Enduring winter in Minnesota gives you bragging rights over the rest of the country.
We drive our cars on the lake, dude. Our houses can be threatened by ice formations that can cause thousands of dollars in damage. We get our cars towed if we don’t abide by the snow emergency rules — and they vary from city to city.
But none of that is happening this year, is it? Just as one swallow does not make a summer, a handful of chilly days and scraping ice off your windshield once or twice does not make a real Minnesota winter.
If you just moved to Minnesota, you might be experiencing this year’s warm and snow-free winter and wondering like Peggy Lee, “Is that all there is?”
No. No, that’s not all there is to a typical Minnesota winter.
You don’t get your “I Survived a Real Minnesota Winter” T-shirt unless you experience a lot more suffering — and a little bit more fun — than we’ve been having lately.
“If you moved here from a warmer location, this year does not count” as a real Minnesota winter, said Kenneth Blumenfeld, senior climatologist with the Minnesota Department of Natural Resources.

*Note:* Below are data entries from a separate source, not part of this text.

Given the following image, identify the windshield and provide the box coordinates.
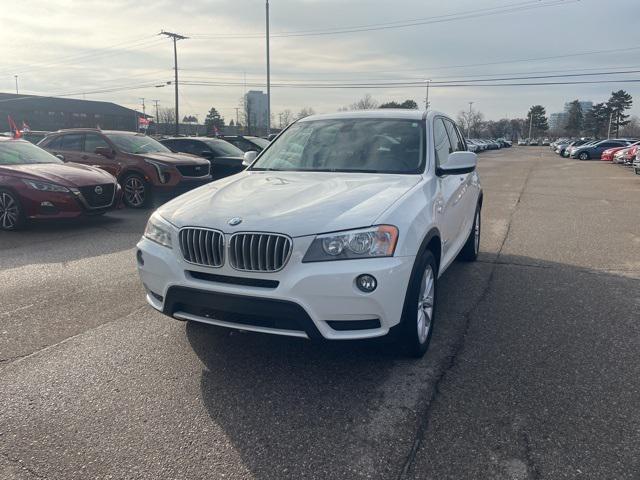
[106,133,171,154]
[205,140,244,157]
[252,118,424,173]
[0,140,62,165]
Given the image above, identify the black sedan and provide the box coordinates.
[160,137,245,180]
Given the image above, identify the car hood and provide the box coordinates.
[0,163,116,187]
[158,171,422,237]
[139,152,209,165]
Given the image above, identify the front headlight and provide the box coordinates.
[144,213,173,248]
[22,180,69,192]
[144,158,171,183]
[302,225,398,263]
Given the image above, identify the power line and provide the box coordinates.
[191,0,580,39]
[0,37,162,75]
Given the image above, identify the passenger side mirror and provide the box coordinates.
[436,152,478,177]
[242,150,258,167]
[93,147,115,158]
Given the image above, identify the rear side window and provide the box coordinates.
[43,136,62,150]
[433,118,453,166]
[61,133,84,152]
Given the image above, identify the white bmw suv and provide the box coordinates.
[137,110,482,356]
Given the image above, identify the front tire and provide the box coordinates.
[0,190,25,232]
[122,173,152,208]
[398,250,438,358]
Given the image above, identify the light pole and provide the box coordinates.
[424,79,431,112]
[160,30,189,135]
[266,0,271,136]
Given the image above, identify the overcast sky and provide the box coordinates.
[0,0,640,125]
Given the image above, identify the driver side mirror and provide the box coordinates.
[93,147,115,158]
[436,152,478,177]
[242,150,258,167]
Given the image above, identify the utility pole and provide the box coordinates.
[151,100,160,123]
[424,79,431,112]
[159,30,189,135]
[266,0,271,137]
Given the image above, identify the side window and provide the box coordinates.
[433,118,453,166]
[44,136,62,150]
[444,120,466,152]
[84,133,111,153]
[61,133,84,152]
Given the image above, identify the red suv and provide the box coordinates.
[38,128,211,208]
[0,137,122,230]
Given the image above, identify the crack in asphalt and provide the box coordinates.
[0,303,147,365]
[0,452,48,479]
[397,164,539,480]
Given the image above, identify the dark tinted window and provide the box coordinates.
[433,118,453,166]
[84,133,111,153]
[61,133,84,152]
[444,120,466,152]
[44,136,62,150]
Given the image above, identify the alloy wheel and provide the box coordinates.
[124,177,146,207]
[417,265,436,343]
[0,192,20,230]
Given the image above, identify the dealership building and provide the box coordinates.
[0,93,142,131]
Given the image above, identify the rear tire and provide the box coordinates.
[458,205,482,262]
[397,250,438,358]
[0,189,25,232]
[122,173,153,209]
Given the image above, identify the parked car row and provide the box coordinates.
[467,138,511,153]
[0,128,276,230]
[551,138,637,161]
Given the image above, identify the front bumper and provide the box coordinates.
[20,184,122,220]
[138,237,415,340]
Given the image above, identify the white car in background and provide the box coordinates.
[137,110,482,356]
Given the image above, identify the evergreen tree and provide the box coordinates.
[564,100,584,137]
[527,105,549,137]
[607,90,633,138]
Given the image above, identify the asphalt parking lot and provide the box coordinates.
[0,147,640,480]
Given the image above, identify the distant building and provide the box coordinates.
[564,100,593,113]
[549,112,568,130]
[245,90,268,130]
[0,93,142,131]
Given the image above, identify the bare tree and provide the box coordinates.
[351,93,378,110]
[296,107,316,120]
[457,110,484,137]
[278,109,295,128]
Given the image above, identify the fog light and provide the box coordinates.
[356,273,378,293]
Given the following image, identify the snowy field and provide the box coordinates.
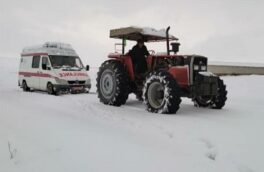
[0,58,264,172]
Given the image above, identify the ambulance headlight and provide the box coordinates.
[55,78,68,85]
[193,65,199,70]
[201,65,207,71]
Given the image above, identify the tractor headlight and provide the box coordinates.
[193,65,199,70]
[201,65,207,71]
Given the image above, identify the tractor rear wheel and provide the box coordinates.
[143,71,181,114]
[96,60,129,106]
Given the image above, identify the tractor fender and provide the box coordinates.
[108,54,135,81]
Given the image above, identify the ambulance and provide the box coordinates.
[18,42,91,95]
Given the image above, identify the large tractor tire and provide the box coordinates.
[96,60,129,106]
[193,78,227,109]
[143,71,181,114]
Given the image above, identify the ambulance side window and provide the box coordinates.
[42,57,50,70]
[32,56,40,68]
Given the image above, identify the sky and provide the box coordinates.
[0,0,264,67]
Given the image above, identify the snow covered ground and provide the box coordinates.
[0,58,264,172]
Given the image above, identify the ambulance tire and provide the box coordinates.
[47,82,58,95]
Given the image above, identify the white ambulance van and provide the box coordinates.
[18,42,91,95]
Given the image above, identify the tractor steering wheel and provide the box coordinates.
[149,50,155,55]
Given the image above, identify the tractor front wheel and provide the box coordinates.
[143,71,181,114]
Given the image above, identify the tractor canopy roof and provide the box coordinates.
[110,26,178,42]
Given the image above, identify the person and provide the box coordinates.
[129,39,149,74]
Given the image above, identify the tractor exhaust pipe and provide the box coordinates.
[166,26,170,56]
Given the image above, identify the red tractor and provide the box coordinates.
[96,27,227,114]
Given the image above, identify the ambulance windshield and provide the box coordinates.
[49,56,83,70]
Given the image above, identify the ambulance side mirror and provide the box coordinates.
[42,64,51,70]
[86,65,90,71]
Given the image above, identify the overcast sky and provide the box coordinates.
[0,0,264,66]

Because of the unusually warm weather, thanks to a strong El Niño climate pattern in the Pacific and lack of snow, we’re experiencing “one of the least winterlike winters we’ve ever measured.”
In a real Minnesota winter, we’ll see low temperatures in northern Minnesota of 30-below or lower, and 15- to 30-below in southern Minnesota for at least a few days. We’ll get two or three storms where a quarter of the state will have received 10 inches or more of snow.